During the three days, McIlvaine and Richardson held theater workshops in which they auditioned students for the role of Malcolm X’s bodyguard, Rashad (or Rasheeda if a girl was selected for the part), and performed vignettes from the play. That role eventually went to A.J. Williams, a senior at Proviso Math and Science Academy who won the role in a heart-filled audition on February 19. A.J., 17, has acted professionally, including a run on a national touring performance of The Color Purple
and later in Porgy and Bess
. He said that The Meeting
had an "amazing script" and that the director and other actors helped him adapt to the role easily in two days.
"It was definitely an experience," A.J. said. "I could tell Rashad was sincere even though he was military-like. But he still had a soft side.
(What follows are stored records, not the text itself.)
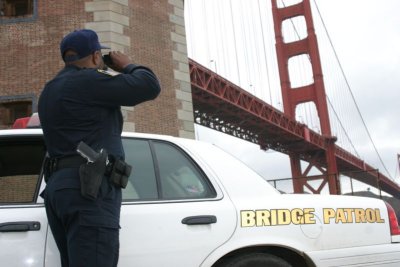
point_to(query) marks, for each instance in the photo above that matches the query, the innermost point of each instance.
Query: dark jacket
(85, 105)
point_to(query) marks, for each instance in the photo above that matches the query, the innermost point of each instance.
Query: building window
(10, 111)
(17, 10)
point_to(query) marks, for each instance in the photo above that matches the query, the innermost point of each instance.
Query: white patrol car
(189, 204)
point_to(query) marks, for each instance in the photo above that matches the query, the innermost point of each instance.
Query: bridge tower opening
(314, 92)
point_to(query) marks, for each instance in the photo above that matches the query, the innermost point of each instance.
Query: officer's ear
(97, 58)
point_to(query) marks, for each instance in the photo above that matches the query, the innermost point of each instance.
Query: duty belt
(55, 164)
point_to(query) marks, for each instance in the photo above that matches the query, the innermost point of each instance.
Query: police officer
(83, 103)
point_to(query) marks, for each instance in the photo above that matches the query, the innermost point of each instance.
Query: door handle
(202, 219)
(19, 226)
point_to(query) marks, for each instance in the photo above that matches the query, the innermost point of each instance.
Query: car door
(172, 214)
(23, 222)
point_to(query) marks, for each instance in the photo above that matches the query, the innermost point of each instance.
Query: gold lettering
(263, 218)
(284, 217)
(309, 216)
(328, 215)
(359, 215)
(378, 216)
(297, 216)
(349, 214)
(274, 217)
(248, 218)
(340, 216)
(370, 214)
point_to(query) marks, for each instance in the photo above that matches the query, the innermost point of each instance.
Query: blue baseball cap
(84, 42)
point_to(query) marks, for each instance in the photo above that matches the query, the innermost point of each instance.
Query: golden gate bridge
(226, 107)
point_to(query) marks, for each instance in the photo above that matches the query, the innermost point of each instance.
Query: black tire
(256, 260)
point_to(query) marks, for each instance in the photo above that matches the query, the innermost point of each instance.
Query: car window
(20, 163)
(160, 170)
(142, 181)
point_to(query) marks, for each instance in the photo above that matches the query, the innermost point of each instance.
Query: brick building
(151, 32)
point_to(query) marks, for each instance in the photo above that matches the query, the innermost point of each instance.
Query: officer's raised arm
(134, 85)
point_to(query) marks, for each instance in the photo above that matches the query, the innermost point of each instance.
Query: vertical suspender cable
(265, 53)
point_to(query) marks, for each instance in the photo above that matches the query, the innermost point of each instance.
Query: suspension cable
(351, 92)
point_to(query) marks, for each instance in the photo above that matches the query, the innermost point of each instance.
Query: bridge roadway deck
(221, 105)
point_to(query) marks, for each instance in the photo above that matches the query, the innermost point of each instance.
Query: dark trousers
(86, 231)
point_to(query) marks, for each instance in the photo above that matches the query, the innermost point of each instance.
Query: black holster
(91, 175)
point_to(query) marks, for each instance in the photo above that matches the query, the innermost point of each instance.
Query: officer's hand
(119, 60)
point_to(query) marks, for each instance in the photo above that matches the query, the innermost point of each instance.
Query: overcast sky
(366, 37)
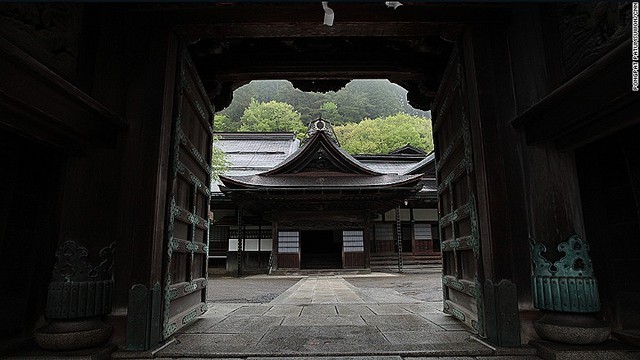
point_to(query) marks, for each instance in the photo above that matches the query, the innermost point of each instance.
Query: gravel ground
(420, 286)
(247, 289)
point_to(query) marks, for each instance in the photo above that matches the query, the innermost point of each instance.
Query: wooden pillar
(505, 262)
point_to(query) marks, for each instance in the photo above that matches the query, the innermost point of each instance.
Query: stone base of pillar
(572, 328)
(73, 334)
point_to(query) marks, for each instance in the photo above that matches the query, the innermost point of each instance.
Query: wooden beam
(57, 112)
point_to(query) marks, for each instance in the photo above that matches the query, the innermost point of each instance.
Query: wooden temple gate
(456, 198)
(185, 269)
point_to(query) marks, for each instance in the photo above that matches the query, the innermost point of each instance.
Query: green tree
(223, 123)
(329, 111)
(385, 134)
(272, 116)
(219, 161)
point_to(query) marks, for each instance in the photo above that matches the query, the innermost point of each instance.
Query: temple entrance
(320, 249)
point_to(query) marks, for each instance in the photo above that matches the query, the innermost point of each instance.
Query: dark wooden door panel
(458, 233)
(189, 193)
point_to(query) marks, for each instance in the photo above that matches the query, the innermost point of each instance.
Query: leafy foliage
(359, 99)
(219, 161)
(271, 116)
(385, 134)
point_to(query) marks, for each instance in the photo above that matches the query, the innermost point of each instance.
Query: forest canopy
(369, 116)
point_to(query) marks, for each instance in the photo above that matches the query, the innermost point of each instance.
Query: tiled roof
(388, 166)
(321, 181)
(251, 153)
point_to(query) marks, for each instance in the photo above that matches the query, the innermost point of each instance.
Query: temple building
(106, 133)
(283, 204)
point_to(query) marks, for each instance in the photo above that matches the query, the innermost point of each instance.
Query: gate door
(185, 276)
(456, 200)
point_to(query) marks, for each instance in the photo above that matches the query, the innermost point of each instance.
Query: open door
(459, 234)
(185, 271)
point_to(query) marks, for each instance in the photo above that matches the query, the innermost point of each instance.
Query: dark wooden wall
(30, 179)
(609, 174)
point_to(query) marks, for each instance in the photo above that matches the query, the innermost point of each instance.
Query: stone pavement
(328, 317)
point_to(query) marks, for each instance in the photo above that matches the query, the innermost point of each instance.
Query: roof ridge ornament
(567, 285)
(323, 126)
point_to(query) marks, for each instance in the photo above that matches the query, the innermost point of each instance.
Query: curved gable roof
(320, 153)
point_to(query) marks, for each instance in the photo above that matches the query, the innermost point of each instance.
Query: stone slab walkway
(329, 317)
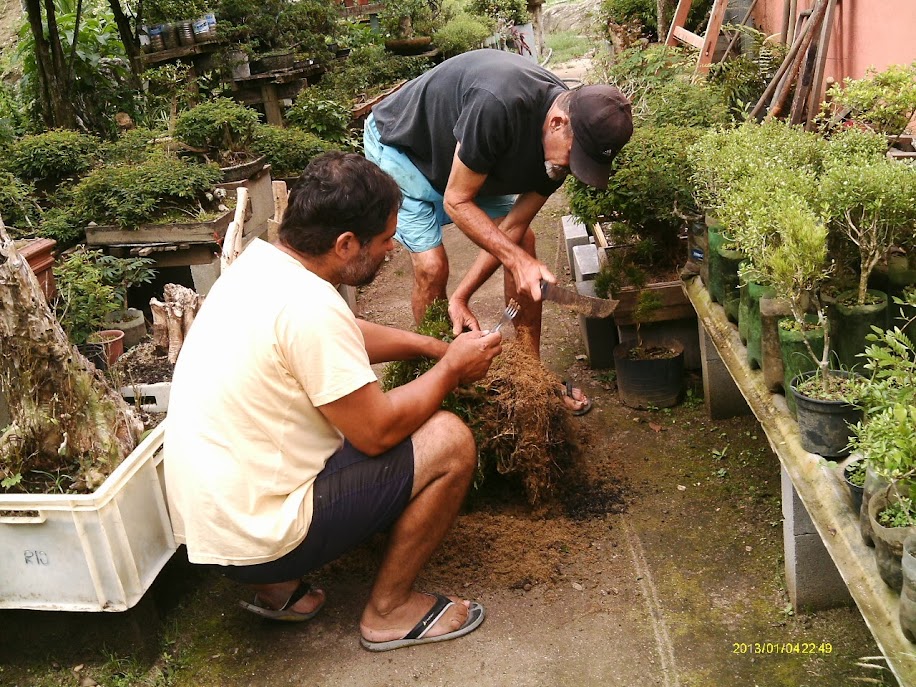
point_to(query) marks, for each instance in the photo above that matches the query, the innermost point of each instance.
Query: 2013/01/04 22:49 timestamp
(782, 648)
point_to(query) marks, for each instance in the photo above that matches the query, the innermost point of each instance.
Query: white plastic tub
(88, 552)
(154, 398)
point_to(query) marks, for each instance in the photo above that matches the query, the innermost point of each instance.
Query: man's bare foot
(376, 627)
(575, 401)
(276, 596)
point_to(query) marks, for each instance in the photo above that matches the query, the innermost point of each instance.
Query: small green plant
(322, 114)
(53, 155)
(129, 195)
(462, 33)
(407, 18)
(220, 126)
(288, 150)
(512, 12)
(883, 101)
(18, 207)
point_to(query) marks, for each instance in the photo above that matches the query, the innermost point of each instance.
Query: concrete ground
(659, 563)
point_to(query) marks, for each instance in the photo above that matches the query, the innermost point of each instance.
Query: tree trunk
(63, 411)
(54, 87)
(129, 39)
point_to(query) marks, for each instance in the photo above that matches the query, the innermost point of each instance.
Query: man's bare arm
(384, 344)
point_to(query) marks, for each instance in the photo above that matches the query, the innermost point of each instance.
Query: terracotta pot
(112, 341)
There was a lot I had to learn about that character, but the director and the other actors made it easy."
McIlvaine said that he was hopeful that the students and those who attended the performance of The Meeting
came away with a sense of how much the two civil rights icons had in common.
"You show the compassion of two men who are in a struggle and coming at it from two angles," McIlvaine said. "As you see the interaction, you see two men who are family men and have more in common than they realize."
Richardson said that he hoped that viewers of the play were inspired to serve their communities, especially in light of growing social ills such as gangs and violence.
"This generation is always talking about having not found its niche," he said. "If you don’t support your backyard, if you don’t support your own foundation, you can’t grow. The looking at community and protecting community has gone."
Dr. Nettie Collins-Hart, superintendent of District 209, said that she also was hopeful that students and others came away with a sense of serving the community.
"The community is where everything begins for us, and we have to work to make it grow," she said. "Learning about the past in ways such as this play and learning particularly about black history is necessary for us to grow and move forward in a positive manner."
Dr. Roudell Kirkwood, principal at Proviso West High School, developed the idea behind hosting the performance. He said that the legacy of King and Malcolm X lives on with notable moments such as the election of the first African-American President, Barack Obama.
"As we know, these two individuals didn’t live a full life," Dr. Kirkwood said. "But we know that that’s not where the story ends. What we have witnessed over the last eight years, we may never see again. Anything is possible."